The Maxwell Wildlife Refuge in McPherson County, Kansas, consists of 2574 acre of mostly mixed grass prairie. Bison and elk inhabit the refuge. The McPherson State Fishing Lake adjoins the refuge and adds another 260 acre of protected area, including a 46 acre lake.

==History==
In 1859 an immigrant from Scotland, John Gault Maxwell (born 1825), settled in McPherson County. He helped to preserve the prairie and a remnant of the bison rapidly being extirpated from the Great Plains. In 1940, his son Henry willed $75,000 for the establishment of a refuge. In 1951, the Maxwell Wildlife Refuge was officially opened with a herd of 10 bison and 6 elk. A portion of the land was set aside for the construction of the McPherson County Fishing Lake.

==Description==
The refuge sits at the southern edge of the Smoky Hills in the headwaters of Gypsum Creek at an elevation of about 1500 ft. The land is rolling, with wooded areas in creek bottoms. Most of the vegetation is mixed grass prairie, intermediate between the tall grass prairie further east and the short grass prairie or steppe further west.

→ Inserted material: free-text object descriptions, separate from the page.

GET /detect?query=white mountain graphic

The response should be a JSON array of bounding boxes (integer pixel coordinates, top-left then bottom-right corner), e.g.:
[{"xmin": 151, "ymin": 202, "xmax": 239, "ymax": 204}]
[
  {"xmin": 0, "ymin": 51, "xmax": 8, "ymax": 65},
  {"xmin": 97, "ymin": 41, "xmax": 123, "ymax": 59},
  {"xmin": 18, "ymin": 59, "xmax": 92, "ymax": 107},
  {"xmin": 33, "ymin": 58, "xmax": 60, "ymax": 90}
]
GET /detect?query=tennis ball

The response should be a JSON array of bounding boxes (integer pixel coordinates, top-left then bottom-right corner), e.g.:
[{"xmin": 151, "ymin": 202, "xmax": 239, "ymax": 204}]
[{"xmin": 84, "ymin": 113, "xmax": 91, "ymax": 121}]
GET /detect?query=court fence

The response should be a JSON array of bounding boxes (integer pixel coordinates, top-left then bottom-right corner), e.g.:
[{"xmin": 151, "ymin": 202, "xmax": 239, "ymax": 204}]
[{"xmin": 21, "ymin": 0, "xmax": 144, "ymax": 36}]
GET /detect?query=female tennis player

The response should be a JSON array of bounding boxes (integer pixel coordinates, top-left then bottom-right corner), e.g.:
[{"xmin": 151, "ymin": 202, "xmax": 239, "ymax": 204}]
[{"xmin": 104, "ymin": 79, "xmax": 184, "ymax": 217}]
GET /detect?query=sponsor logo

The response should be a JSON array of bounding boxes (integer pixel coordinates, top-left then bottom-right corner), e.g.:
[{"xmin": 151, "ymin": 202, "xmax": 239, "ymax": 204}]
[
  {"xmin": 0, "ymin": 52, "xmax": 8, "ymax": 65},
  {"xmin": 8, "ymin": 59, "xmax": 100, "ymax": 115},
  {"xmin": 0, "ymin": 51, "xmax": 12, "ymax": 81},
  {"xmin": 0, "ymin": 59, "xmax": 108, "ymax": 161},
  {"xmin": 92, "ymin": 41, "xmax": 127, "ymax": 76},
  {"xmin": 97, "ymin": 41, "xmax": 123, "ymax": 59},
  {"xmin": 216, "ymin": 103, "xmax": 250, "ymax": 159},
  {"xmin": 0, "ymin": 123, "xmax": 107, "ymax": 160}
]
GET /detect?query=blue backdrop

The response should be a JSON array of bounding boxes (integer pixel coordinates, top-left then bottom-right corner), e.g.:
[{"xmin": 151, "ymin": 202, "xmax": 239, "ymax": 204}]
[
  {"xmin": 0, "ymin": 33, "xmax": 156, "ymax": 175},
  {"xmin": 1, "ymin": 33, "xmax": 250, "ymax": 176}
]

Mixed grass prairie in Kansas is associated with areas receiving 20 inch to 30 inch annual precipitation.

==Wildlife and recreation==
A herd of 150 bison and 75 elk roam the refuge. Up until 2020, there was an observation tower, but it has been removed. Tram rides through the refuge are conducted by the Friends of Maxwell. A road, often obstructed by bison herds, winds through the open range of the refuge.

A campground and public use area are located at McPherson State Fishing Lake. A .75 mile long nature trail is near the southwest corner of the lake. Signs of the presence of beavers and sightings of white-tailed deer are common.